If I'm not mistaken, the RCTime code is sensitive to the components attached to it. Rather than dividing by 8, use a smaller capacitor so it decays faster, and it'll take less time. I would be extremely surprised if your calculations or servo set functions were taking any human-noticeable time, but you'll know for sure if you measure.
Jason
Edit: I'll have to learn to type faster. Beau beat me to it.
The code that you suggested, Beau, is not that different than what could be done with a basic stamp. (Don't get me wrong- I love that it works!) but I think the slowness has to do with the fact that all the inputs are checked, one-at-a-time and then all the conversions are done one-at-a-time and then all the servos are given instructions one-at-a-time. I think I would like to try it using 6 different cogs. Each cog would be responsible for a loop of checking one joy stick, doing its own math and then sending that info to a servo. Could multiple cogs running a routine like that work?
Measure the time taken by the RCTime reading loop. I assure you that's your where your issue is. Your code would go much faster if you used an external ADC, but that will be more complicated than just using smaller caps.
Jason
Okay. Thanks. I shall try two of my caps in series and see if that fixes things.
If use an ADC, it's read digitally, so the time spent getting your inputs will be much more consistent which I'd advise in the long run anyway. There are objects in the OBEX for reading the MCP-3208, and they're available in through-hole versions, so that would be a relatively low-pain way to go.
"pot/8 -180" the new math is "pot/4 - 180" which makes sense based on the fact the capacitance is now half. I agree that if I switched to a 0.01µF cap I wouldn't need to do any division at all.
BUT- the cap change did nothing to fix the sluggish response time of the servo to the sticks. If I push the sticks forward, the servo turns, but if I quickly pull the stick back, the servo continues to spin in the first direction for almost a full second and then changes its behavior. It feels like I have to hold a position on the stick long enough for the data to be collected. The other thing I noticed is that if I just tap the stick all the way to one side and then return it to center, the servo will continue to spin for a full second before it stops.
I know that in Pbasic, you can set counters for how long a servo should go. In this code each servo is controlled by a line like:
servo.Set(11, rightpot)
What determines how long that servo is active for?
Okay. Here is a perfect example of my current issue. In this code that I attached here, I try to control two servos.

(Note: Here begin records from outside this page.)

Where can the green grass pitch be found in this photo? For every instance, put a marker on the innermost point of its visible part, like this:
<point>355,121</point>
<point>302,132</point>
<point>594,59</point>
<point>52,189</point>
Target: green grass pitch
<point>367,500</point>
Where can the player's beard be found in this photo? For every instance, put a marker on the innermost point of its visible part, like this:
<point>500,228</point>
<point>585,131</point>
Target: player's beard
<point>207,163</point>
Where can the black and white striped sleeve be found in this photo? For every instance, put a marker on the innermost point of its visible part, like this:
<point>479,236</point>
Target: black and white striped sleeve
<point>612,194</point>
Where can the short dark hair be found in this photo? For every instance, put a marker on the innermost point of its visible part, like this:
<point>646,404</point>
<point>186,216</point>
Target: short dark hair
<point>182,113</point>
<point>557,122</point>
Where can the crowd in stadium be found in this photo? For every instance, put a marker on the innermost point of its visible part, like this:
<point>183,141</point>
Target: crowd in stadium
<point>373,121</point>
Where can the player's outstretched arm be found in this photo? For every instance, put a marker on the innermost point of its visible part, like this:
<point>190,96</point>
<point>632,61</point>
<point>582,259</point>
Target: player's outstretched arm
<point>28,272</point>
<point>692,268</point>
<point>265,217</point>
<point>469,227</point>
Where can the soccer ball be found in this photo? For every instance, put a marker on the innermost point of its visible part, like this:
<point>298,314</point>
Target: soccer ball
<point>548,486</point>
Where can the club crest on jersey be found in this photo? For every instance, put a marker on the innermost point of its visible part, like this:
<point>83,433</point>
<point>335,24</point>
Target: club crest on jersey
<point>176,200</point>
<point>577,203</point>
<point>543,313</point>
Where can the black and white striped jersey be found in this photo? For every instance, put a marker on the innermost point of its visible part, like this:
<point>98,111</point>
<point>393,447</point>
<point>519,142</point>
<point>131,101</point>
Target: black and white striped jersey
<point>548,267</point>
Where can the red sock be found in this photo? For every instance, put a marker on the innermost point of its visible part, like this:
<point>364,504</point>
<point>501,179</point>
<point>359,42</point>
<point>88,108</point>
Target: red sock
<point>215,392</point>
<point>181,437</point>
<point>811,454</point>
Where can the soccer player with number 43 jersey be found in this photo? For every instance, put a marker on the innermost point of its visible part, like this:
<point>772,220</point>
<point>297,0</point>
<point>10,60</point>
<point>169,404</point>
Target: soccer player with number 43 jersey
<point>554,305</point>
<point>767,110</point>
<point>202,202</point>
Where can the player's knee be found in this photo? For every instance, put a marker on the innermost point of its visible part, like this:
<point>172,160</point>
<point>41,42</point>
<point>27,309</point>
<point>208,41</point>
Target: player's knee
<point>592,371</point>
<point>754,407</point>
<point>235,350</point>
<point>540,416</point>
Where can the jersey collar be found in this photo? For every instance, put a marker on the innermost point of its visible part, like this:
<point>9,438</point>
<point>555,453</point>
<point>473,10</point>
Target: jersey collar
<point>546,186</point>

One is on pin 14 and one is on 15. If I run this code, both servos work, but the lag is unbearable. If I don't change the code but unplug either servo, the other one still works and there is no lag at all. Is my lag problem just a power issue??
The BOE servo code has a loop in it that updates the servos sequentially, which is horrible - That's 1/50th a second per servo in the loop, and there are 14 of them. That's really bad. That's probably your issue. (which I would have discovered sooner if I had actually timed the code, like I suggested you do.. d'oh!)
I'd suggest trying the Servo32 object that ships with the Propeller IDE. You'll have to call the start method yourself, but I think your Set() commands will end up being the same.